L’ho capito tardi mentre volavo verso il sole. In linea retta.

Forzando la curvatura dello spazio e del tempo che ogni corpo ricava attorno a sé.

Che stupido!

Avrei potuto anticipare Nietzsche di secoli e dire prima di Zarathustra che “Curvo è il sentiero dell’eternità”; che “Ogni verità è curva, il tempo stesso è un circolo”.

E forse avrei anticipato anche l’intuizione di Einstein sulla curvatura dello spazio.

Oggi, sappiamo che il tempo della fisica non scorre nello spazio, ma che si impasta con esso come quarta dimensione, per restituirci un paesaggio di curve. 

Road and Rocks Edward Hopper 1962

Curve che proliferano in presenza di corpi, di masse o anche solo di energie.

In questo paesaggio di curve non abbiamo ancora  imparato a vivere insieme. 

Perché la sfida in fondo non è vivere, ma convivere, che è un po’ più difficile.

E per farlo ci serve imparare a stare nella curva. 

Per vivere ci basta  il dogma della retta.

La forza meccanica del tragitto da A a B: quello più breve, apparentemente più efficiente, ma in realtà più deficiente.

Per convivere serve sentire la curva.

Sentire l’attrito e  l’ingombro dei corpi, che sono massa. ma anche energia. Desiderio.

Desiderio da curvare per renderlo forse più impreciso, ma sicuramente più sensuale.

Dobbiamo immaginare la poesia della curva. La bellezza  della curva. 

Keith Haring Pop Shop II 1988 Serigrafia su carta, 30.5 x 38 cm © Keith Haring Foundation

Cominciando a scovarla nella letteratura di Borges e nelle linee di Keith Haring, nei tornanti di una strada di montagna o nel faggio curvato di una sedia Thonet, nella magia di un pallonetto e nelle tante forme della natura che prediligono la curva.

In natura la curva prevale: nelle foglie, nei fiori e nei semi, nei corpi, nei frutti e nelle radici. Nelle altimetrie e negli avvallamenti che una volta leggevamo con le curve di livello.

La curva è spazio tensionale attivo.
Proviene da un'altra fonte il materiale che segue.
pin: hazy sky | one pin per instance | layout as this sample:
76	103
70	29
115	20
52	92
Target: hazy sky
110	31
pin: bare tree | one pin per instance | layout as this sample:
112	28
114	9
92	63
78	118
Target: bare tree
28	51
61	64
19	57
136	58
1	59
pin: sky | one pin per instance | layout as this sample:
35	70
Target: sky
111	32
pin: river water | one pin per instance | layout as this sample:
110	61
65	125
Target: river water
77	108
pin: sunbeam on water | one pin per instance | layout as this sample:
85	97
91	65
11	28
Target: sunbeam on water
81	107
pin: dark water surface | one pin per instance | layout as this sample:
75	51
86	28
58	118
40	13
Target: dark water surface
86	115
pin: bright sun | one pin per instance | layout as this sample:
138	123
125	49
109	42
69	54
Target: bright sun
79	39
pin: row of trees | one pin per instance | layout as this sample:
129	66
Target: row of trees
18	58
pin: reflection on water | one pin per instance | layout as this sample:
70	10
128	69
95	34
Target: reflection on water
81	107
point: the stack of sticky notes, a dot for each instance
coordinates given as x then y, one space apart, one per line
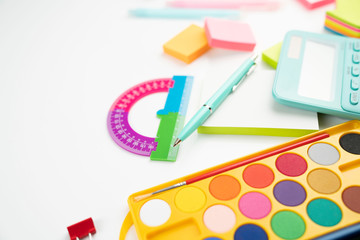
192 42
311 4
229 34
345 19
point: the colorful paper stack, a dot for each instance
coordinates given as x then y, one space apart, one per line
345 19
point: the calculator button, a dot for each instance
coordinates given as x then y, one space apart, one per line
354 84
354 98
356 46
355 71
356 58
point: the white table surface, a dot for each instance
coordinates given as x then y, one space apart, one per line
62 64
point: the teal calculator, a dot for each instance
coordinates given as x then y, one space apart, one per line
319 72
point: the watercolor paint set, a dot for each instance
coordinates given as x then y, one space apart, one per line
303 189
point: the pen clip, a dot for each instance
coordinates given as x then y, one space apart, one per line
251 69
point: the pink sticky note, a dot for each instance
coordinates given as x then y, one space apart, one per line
311 4
229 34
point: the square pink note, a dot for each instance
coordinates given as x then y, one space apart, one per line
229 34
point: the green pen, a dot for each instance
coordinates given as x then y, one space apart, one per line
219 96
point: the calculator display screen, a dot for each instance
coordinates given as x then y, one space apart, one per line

Evolutivo e generativo. Produce tensioni e distensioni. Prossimità e distanza.

Stare nella curva ci consente di guardare il mondo da più prospettive.

A volte può essere più dispendioso, ma in compenso favorisce la serendipity. 

La curva mette in moto campi di forze aprendo all’ignoto, all’inedito e alle emozioni.

La retta è sempre una, mentre di curve ce ne sono infinite. 

Per questo la curva apre al molteplice e al confronto paritario in cui tutti siamo destinati a essere primus inter pares.

Per queste e tante altre ragioni più che ambire alla rettitudine, che comunque male non fa, ci servirà un nuovo imperativo morale: la curvitudine.

Pe curvare il futuro fino a chiuderlo in un cerchio che ci restituisca sostenibilità di lungo periodo.

O in uno zero che è curva anch’essa: chiusa.